An introduction to Python's AST (Abstract Syntax Tree) starting from just one line

Introduction

This article is the 20th day article of 2020 RevComm Advent Calendar. The 19th day was @ metal-president's "For mobile team growth and KMM introduction".

My name is @rhoboro and I joined RevComm Inc. in November. In my previous job, I mainly work in GCP x Python, and in my current job, I mainly work in AWS x Python. At RevComm, I work from Onomichi in Hiroshima prefecture with full remote work, so if you are interested in such a way of working, please see this article.

Now let's get down to the main topic.

What is Python's AST (Abstract Syntax Tree)?

This article is an introductory article on AST for those who have never touched Python's AST (Abstract Syntax Tree). In the first place, I will mainly introduce what AST is and what you can do if you understand AST.
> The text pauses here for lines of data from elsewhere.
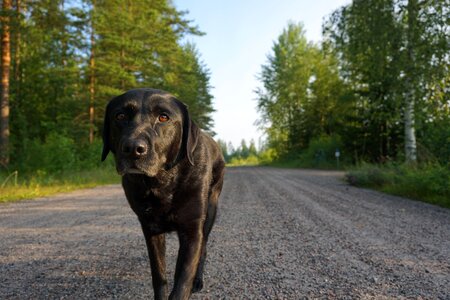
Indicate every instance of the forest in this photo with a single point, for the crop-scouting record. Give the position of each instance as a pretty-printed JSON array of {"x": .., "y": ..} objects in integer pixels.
[
  {"x": 64, "y": 60},
  {"x": 376, "y": 89}
]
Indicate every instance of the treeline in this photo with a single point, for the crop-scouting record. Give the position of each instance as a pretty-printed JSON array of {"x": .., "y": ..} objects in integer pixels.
[
  {"x": 377, "y": 88},
  {"x": 68, "y": 58}
]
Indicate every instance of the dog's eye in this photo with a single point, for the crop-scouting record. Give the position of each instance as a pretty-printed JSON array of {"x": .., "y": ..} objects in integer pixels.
[
  {"x": 120, "y": 117},
  {"x": 163, "y": 118}
]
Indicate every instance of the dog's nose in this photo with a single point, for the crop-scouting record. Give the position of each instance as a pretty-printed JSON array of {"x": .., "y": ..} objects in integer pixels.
[{"x": 136, "y": 148}]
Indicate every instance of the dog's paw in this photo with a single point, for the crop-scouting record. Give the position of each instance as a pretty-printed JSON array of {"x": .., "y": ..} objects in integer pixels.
[{"x": 198, "y": 285}]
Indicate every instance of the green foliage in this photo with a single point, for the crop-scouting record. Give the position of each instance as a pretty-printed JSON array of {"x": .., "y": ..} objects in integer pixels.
[
  {"x": 131, "y": 44},
  {"x": 376, "y": 59},
  {"x": 430, "y": 183}
]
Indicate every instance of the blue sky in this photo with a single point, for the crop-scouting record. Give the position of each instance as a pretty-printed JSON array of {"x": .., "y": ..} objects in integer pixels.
[{"x": 239, "y": 36}]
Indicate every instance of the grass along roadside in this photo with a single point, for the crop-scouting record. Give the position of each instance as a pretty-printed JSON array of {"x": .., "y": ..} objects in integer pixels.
[
  {"x": 41, "y": 184},
  {"x": 428, "y": 183}
]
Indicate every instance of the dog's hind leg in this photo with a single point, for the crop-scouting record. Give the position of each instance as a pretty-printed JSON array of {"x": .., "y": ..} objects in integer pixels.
[
  {"x": 216, "y": 188},
  {"x": 156, "y": 246}
]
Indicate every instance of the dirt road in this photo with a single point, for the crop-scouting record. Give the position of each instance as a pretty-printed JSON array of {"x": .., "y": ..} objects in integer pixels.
[{"x": 280, "y": 234}]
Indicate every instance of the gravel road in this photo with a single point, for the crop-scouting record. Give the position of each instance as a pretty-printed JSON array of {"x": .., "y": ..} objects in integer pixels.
[{"x": 280, "y": 234}]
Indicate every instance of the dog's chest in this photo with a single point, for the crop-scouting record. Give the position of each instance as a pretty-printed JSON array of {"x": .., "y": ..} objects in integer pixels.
[{"x": 157, "y": 212}]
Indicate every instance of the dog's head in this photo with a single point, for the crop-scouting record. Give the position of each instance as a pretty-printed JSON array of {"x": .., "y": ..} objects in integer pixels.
[{"x": 148, "y": 130}]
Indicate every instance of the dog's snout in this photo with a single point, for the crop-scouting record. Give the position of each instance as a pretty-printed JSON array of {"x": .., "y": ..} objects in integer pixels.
[{"x": 134, "y": 148}]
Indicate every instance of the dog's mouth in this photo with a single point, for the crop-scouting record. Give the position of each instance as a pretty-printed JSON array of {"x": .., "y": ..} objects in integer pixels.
[{"x": 123, "y": 169}]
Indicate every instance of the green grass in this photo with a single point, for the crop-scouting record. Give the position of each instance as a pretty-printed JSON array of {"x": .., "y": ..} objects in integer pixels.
[
  {"x": 428, "y": 183},
  {"x": 41, "y": 184}
]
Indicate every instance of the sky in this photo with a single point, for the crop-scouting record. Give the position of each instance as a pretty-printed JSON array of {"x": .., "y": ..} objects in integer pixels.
[{"x": 239, "y": 34}]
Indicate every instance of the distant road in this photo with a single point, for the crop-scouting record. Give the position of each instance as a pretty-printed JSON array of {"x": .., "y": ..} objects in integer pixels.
[{"x": 280, "y": 234}]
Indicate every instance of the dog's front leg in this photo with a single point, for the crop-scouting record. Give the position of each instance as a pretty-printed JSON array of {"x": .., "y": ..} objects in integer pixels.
[
  {"x": 188, "y": 258},
  {"x": 156, "y": 246}
]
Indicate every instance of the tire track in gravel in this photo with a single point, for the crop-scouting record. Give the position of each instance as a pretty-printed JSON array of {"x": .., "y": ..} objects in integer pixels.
[{"x": 280, "y": 234}]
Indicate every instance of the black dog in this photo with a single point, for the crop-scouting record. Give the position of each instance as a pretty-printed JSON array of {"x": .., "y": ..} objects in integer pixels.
[{"x": 172, "y": 174}]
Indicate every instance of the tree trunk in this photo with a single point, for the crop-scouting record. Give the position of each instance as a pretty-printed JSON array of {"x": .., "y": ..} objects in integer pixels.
[
  {"x": 4, "y": 101},
  {"x": 410, "y": 134},
  {"x": 92, "y": 81}
]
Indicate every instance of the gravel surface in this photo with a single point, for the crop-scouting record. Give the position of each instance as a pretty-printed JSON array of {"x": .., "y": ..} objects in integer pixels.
[{"x": 280, "y": 234}]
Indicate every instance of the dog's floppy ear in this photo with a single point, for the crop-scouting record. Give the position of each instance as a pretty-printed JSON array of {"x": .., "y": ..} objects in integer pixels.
[
  {"x": 106, "y": 134},
  {"x": 190, "y": 134}
]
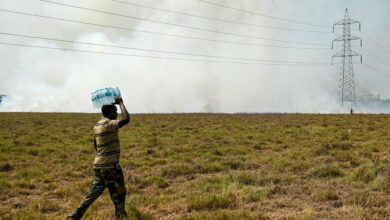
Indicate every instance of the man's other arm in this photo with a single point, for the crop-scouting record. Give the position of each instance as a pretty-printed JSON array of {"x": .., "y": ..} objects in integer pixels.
[{"x": 125, "y": 115}]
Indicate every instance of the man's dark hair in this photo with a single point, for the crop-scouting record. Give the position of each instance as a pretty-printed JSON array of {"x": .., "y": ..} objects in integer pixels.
[{"x": 106, "y": 109}]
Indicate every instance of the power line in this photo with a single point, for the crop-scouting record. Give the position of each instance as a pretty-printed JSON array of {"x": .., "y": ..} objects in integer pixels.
[
  {"x": 376, "y": 43},
  {"x": 148, "y": 50},
  {"x": 182, "y": 26},
  {"x": 375, "y": 70},
  {"x": 219, "y": 19},
  {"x": 163, "y": 34},
  {"x": 263, "y": 15},
  {"x": 158, "y": 57},
  {"x": 376, "y": 56}
]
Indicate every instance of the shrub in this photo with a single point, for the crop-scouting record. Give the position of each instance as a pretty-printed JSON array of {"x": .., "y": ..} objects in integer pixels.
[
  {"x": 325, "y": 194},
  {"x": 211, "y": 201},
  {"x": 327, "y": 172},
  {"x": 364, "y": 174}
]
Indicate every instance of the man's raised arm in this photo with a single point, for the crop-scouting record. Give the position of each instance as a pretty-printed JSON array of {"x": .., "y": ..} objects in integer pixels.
[{"x": 125, "y": 115}]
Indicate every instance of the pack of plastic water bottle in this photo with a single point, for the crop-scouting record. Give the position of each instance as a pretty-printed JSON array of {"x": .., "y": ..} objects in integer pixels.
[{"x": 104, "y": 96}]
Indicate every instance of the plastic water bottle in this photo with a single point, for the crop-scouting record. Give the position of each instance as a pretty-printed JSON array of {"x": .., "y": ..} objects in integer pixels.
[{"x": 104, "y": 96}]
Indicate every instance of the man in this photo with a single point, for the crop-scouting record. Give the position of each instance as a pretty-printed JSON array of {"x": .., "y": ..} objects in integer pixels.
[{"x": 108, "y": 172}]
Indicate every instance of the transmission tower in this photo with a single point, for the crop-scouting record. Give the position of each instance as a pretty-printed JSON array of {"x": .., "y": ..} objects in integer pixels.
[{"x": 346, "y": 78}]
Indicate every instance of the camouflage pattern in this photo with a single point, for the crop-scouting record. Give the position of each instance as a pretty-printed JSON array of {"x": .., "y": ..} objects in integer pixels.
[{"x": 112, "y": 179}]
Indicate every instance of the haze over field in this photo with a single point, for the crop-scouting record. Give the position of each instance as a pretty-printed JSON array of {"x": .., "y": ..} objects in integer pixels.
[{"x": 53, "y": 80}]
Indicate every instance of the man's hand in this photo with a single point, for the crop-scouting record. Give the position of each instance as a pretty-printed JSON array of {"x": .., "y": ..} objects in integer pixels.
[{"x": 118, "y": 100}]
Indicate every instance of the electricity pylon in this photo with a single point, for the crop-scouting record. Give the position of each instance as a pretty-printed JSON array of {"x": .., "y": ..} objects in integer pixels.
[{"x": 346, "y": 79}]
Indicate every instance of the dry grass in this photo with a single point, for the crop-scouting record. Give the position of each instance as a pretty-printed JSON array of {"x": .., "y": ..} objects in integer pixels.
[{"x": 202, "y": 166}]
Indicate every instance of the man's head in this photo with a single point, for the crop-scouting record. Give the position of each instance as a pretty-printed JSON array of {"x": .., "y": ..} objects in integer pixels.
[{"x": 109, "y": 111}]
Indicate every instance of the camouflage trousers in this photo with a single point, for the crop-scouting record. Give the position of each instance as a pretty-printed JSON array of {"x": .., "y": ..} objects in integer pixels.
[{"x": 114, "y": 181}]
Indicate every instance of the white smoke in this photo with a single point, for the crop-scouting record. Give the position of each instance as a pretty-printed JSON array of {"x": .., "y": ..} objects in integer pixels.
[{"x": 60, "y": 81}]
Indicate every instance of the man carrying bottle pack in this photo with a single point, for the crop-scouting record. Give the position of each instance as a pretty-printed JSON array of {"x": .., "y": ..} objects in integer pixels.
[{"x": 108, "y": 172}]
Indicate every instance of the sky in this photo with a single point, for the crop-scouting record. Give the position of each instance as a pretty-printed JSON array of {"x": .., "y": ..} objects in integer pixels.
[{"x": 174, "y": 56}]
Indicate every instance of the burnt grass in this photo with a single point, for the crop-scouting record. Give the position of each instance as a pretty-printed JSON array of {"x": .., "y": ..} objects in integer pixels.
[{"x": 202, "y": 166}]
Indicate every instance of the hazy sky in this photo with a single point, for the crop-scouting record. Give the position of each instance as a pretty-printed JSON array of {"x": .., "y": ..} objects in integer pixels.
[{"x": 38, "y": 79}]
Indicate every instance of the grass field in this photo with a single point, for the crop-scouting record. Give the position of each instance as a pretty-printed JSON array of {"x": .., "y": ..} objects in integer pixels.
[{"x": 202, "y": 166}]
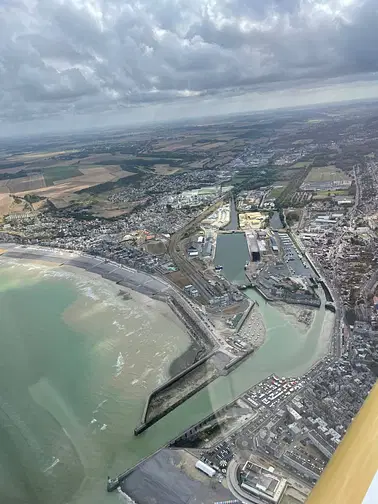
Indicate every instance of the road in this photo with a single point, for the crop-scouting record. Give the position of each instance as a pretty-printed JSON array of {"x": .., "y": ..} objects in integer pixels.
[{"x": 178, "y": 257}]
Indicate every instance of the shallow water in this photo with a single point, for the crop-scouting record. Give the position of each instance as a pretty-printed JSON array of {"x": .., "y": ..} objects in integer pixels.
[{"x": 76, "y": 365}]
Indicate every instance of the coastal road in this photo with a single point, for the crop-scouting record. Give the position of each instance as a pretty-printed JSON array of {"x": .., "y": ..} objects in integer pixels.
[{"x": 178, "y": 256}]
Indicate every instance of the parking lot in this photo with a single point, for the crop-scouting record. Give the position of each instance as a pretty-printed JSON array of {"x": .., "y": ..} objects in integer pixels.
[{"x": 296, "y": 263}]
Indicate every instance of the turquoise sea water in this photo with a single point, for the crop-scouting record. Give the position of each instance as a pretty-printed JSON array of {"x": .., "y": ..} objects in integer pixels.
[{"x": 76, "y": 365}]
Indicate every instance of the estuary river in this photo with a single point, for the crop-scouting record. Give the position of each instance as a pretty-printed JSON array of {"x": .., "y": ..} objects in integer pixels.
[{"x": 76, "y": 365}]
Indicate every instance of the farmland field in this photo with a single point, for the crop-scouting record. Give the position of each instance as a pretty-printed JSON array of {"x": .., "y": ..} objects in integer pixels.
[
  {"x": 276, "y": 191},
  {"x": 57, "y": 173},
  {"x": 325, "y": 174},
  {"x": 302, "y": 164}
]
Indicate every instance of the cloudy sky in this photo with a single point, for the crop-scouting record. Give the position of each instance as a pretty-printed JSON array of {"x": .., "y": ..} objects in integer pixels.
[{"x": 75, "y": 63}]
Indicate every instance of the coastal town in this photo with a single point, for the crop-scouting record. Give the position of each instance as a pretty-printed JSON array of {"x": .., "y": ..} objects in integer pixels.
[{"x": 259, "y": 234}]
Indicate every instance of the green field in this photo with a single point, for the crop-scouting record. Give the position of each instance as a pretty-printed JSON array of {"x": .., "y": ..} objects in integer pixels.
[
  {"x": 325, "y": 174},
  {"x": 277, "y": 191},
  {"x": 301, "y": 164},
  {"x": 56, "y": 173}
]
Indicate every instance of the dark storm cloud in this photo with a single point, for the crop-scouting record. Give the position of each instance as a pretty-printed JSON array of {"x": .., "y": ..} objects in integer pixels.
[{"x": 85, "y": 56}]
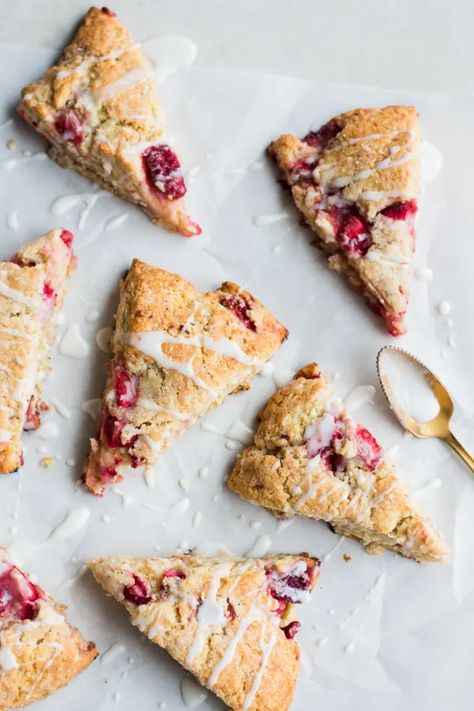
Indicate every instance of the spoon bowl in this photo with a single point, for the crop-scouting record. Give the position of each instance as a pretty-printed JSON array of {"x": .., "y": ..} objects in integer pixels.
[{"x": 439, "y": 425}]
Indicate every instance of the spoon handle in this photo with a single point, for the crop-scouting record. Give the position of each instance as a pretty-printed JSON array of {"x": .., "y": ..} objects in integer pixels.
[{"x": 460, "y": 450}]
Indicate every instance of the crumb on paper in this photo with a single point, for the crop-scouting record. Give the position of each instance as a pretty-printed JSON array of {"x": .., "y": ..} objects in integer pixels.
[{"x": 47, "y": 462}]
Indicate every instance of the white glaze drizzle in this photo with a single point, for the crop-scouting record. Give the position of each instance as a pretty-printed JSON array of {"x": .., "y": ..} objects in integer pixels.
[
  {"x": 150, "y": 343},
  {"x": 257, "y": 680},
  {"x": 210, "y": 613},
  {"x": 226, "y": 659},
  {"x": 124, "y": 83},
  {"x": 18, "y": 296}
]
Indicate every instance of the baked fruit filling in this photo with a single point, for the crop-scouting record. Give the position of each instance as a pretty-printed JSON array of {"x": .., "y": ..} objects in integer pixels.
[
  {"x": 39, "y": 650},
  {"x": 33, "y": 285},
  {"x": 99, "y": 109},
  {"x": 356, "y": 182},
  {"x": 176, "y": 355},
  {"x": 311, "y": 459},
  {"x": 229, "y": 621},
  {"x": 19, "y": 598}
]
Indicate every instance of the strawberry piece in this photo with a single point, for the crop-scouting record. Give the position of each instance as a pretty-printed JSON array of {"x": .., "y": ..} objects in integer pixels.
[
  {"x": 291, "y": 586},
  {"x": 240, "y": 307},
  {"x": 368, "y": 449},
  {"x": 19, "y": 597},
  {"x": 401, "y": 210},
  {"x": 174, "y": 573},
  {"x": 126, "y": 387},
  {"x": 69, "y": 125},
  {"x": 67, "y": 237},
  {"x": 163, "y": 170},
  {"x": 318, "y": 139},
  {"x": 108, "y": 473},
  {"x": 138, "y": 592}
]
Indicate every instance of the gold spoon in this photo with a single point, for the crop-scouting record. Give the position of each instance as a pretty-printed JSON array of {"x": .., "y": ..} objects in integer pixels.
[{"x": 438, "y": 426}]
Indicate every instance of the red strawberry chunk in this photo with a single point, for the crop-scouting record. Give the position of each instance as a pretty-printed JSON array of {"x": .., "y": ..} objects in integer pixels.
[
  {"x": 291, "y": 586},
  {"x": 108, "y": 473},
  {"x": 163, "y": 170},
  {"x": 240, "y": 307},
  {"x": 32, "y": 417},
  {"x": 292, "y": 629},
  {"x": 368, "y": 449},
  {"x": 69, "y": 125},
  {"x": 67, "y": 237},
  {"x": 126, "y": 387},
  {"x": 324, "y": 135},
  {"x": 174, "y": 573},
  {"x": 138, "y": 592},
  {"x": 401, "y": 210},
  {"x": 19, "y": 597},
  {"x": 354, "y": 236}
]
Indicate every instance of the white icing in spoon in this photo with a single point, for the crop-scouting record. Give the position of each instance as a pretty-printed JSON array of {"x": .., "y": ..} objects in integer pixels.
[{"x": 72, "y": 344}]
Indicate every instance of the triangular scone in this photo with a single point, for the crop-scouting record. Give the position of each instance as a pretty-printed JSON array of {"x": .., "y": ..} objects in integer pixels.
[
  {"x": 356, "y": 183},
  {"x": 32, "y": 288},
  {"x": 229, "y": 621},
  {"x": 177, "y": 354},
  {"x": 311, "y": 459},
  {"x": 39, "y": 651},
  {"x": 99, "y": 109}
]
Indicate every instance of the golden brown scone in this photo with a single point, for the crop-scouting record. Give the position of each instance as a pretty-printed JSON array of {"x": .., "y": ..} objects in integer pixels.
[
  {"x": 33, "y": 285},
  {"x": 39, "y": 651},
  {"x": 311, "y": 459},
  {"x": 356, "y": 183},
  {"x": 177, "y": 354},
  {"x": 229, "y": 621},
  {"x": 99, "y": 109}
]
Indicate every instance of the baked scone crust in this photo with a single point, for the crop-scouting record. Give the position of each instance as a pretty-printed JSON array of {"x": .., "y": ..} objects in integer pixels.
[
  {"x": 32, "y": 289},
  {"x": 356, "y": 183},
  {"x": 99, "y": 109},
  {"x": 311, "y": 459},
  {"x": 39, "y": 651},
  {"x": 223, "y": 619},
  {"x": 177, "y": 354}
]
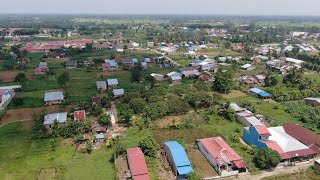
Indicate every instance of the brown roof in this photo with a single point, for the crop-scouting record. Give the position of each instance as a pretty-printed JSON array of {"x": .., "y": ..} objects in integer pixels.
[{"x": 303, "y": 135}]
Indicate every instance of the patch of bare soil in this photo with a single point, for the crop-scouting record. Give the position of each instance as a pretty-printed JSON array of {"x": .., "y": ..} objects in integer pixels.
[
  {"x": 200, "y": 164},
  {"x": 122, "y": 168}
]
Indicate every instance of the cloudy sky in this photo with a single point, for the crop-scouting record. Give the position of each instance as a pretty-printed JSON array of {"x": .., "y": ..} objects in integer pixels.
[{"x": 211, "y": 7}]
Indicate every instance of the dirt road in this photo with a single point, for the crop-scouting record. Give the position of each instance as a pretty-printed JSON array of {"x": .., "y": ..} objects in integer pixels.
[{"x": 277, "y": 171}]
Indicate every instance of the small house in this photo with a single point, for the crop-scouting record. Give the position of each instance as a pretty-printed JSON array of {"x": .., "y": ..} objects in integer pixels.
[
  {"x": 157, "y": 77},
  {"x": 71, "y": 64},
  {"x": 112, "y": 83},
  {"x": 51, "y": 98},
  {"x": 118, "y": 92},
  {"x": 137, "y": 164},
  {"x": 101, "y": 85},
  {"x": 260, "y": 93},
  {"x": 96, "y": 100},
  {"x": 97, "y": 128},
  {"x": 175, "y": 79},
  {"x": 178, "y": 159},
  {"x": 221, "y": 156},
  {"x": 79, "y": 115},
  {"x": 100, "y": 138},
  {"x": 50, "y": 119}
]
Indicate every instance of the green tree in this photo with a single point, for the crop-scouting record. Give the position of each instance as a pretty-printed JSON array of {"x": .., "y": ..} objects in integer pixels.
[
  {"x": 193, "y": 176},
  {"x": 63, "y": 78},
  {"x": 223, "y": 81},
  {"x": 138, "y": 105},
  {"x": 104, "y": 120},
  {"x": 267, "y": 158},
  {"x": 136, "y": 73},
  {"x": 21, "y": 78},
  {"x": 149, "y": 147}
]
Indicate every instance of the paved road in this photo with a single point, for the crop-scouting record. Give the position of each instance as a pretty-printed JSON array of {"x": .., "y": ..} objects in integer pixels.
[
  {"x": 162, "y": 54},
  {"x": 277, "y": 171}
]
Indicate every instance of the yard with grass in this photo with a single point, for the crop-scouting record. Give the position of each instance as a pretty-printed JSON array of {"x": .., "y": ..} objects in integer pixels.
[{"x": 24, "y": 158}]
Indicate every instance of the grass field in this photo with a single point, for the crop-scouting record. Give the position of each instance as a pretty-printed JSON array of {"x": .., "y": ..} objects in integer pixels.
[{"x": 24, "y": 158}]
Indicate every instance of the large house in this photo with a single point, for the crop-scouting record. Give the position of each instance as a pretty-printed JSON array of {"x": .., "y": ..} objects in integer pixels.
[
  {"x": 53, "y": 98},
  {"x": 51, "y": 119},
  {"x": 137, "y": 164},
  {"x": 221, "y": 156},
  {"x": 276, "y": 138},
  {"x": 178, "y": 159},
  {"x": 303, "y": 135}
]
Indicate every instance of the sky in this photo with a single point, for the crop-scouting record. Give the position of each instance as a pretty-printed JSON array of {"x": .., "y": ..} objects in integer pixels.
[{"x": 190, "y": 7}]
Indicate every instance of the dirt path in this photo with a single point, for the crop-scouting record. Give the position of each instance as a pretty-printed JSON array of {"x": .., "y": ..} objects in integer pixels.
[
  {"x": 25, "y": 114},
  {"x": 277, "y": 171}
]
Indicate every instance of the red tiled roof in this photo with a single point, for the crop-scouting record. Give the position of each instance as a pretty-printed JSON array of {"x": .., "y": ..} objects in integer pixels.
[
  {"x": 262, "y": 130},
  {"x": 275, "y": 146},
  {"x": 303, "y": 135},
  {"x": 137, "y": 164},
  {"x": 79, "y": 115},
  {"x": 240, "y": 164},
  {"x": 220, "y": 150}
]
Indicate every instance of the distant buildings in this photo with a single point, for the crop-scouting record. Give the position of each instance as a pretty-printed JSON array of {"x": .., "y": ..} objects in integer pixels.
[
  {"x": 178, "y": 159},
  {"x": 221, "y": 156}
]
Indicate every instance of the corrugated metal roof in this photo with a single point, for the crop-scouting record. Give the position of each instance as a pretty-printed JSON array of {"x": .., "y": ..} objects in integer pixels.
[
  {"x": 138, "y": 166},
  {"x": 220, "y": 150},
  {"x": 180, "y": 157},
  {"x": 101, "y": 84},
  {"x": 50, "y": 118},
  {"x": 53, "y": 96}
]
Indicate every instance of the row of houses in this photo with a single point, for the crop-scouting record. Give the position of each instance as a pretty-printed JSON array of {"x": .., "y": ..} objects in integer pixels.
[
  {"x": 110, "y": 84},
  {"x": 293, "y": 142}
]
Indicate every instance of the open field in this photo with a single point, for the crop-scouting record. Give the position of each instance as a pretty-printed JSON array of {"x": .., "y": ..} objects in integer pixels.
[{"x": 24, "y": 158}]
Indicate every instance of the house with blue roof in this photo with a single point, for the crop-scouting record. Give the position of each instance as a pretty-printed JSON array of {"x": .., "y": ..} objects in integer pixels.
[
  {"x": 260, "y": 93},
  {"x": 178, "y": 159}
]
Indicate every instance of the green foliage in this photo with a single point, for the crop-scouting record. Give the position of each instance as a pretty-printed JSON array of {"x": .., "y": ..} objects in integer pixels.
[
  {"x": 21, "y": 78},
  {"x": 136, "y": 73},
  {"x": 89, "y": 147},
  {"x": 223, "y": 81},
  {"x": 38, "y": 129},
  {"x": 138, "y": 105},
  {"x": 71, "y": 128},
  {"x": 267, "y": 158},
  {"x": 270, "y": 81},
  {"x": 305, "y": 113},
  {"x": 149, "y": 147}
]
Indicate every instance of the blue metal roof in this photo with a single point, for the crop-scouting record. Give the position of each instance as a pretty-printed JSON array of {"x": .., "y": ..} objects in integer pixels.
[
  {"x": 179, "y": 155},
  {"x": 184, "y": 170},
  {"x": 265, "y": 94}
]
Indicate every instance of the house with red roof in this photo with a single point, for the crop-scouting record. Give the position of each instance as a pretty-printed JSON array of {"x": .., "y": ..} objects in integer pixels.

As the title says, let's type a one-line command first. Prepare the following module schema.py and then execute the python3 command under it.

schema.py


#This class was below
# https://docs.python.org/ja/3/tutorial/classes.html
class MyClass:
    """A simple example class"""
    i = 12345

    def f(self):
        return 'hello world'
$ python3 -c 'import ast; print(ast.dump(ast.parse(open("schema.py").read()), indent=4))'

When I run the command, I get the following output: (This result was run in Python 3.9) If you compare it with schema.py earlier, you can see that it expresses the same thing as the source code, although it looks different. Also, if Module, ClassDef, Expr, etc. are Python class names, this result will also look like a Python object.

Module(
    body=[
        ClassDef(
            name='MyClass',
            bases=[],
            keywords=[],
            body=[
                Expr(
                    value=Constant(value='A simple example class')),
                Assign(
                    targets=[
                        Name(id='i', ctx=Store())],
                    value=Constant(value=12345)),
                FunctionDef(
                    name='f',
                    args=arguments(
                        posonlyargs=[],
                        args=[
                            arg(arg='self')],
                        kwonlyargs=[],
                        kw_defaults=[],
                        defaults=[]),
                    body=[
                        Return(
                            value=Constant(value='hello world'))],
                    decorator_list=[])],
            decorator_list=[])],
    type_ignores=[])

As you may have noticed, this is a Python AST object. In this way, AST (Abstract Syntax Tree) is a tree structure that parses the source code that is a character string. In other words, when Python executes a program, the following processing works.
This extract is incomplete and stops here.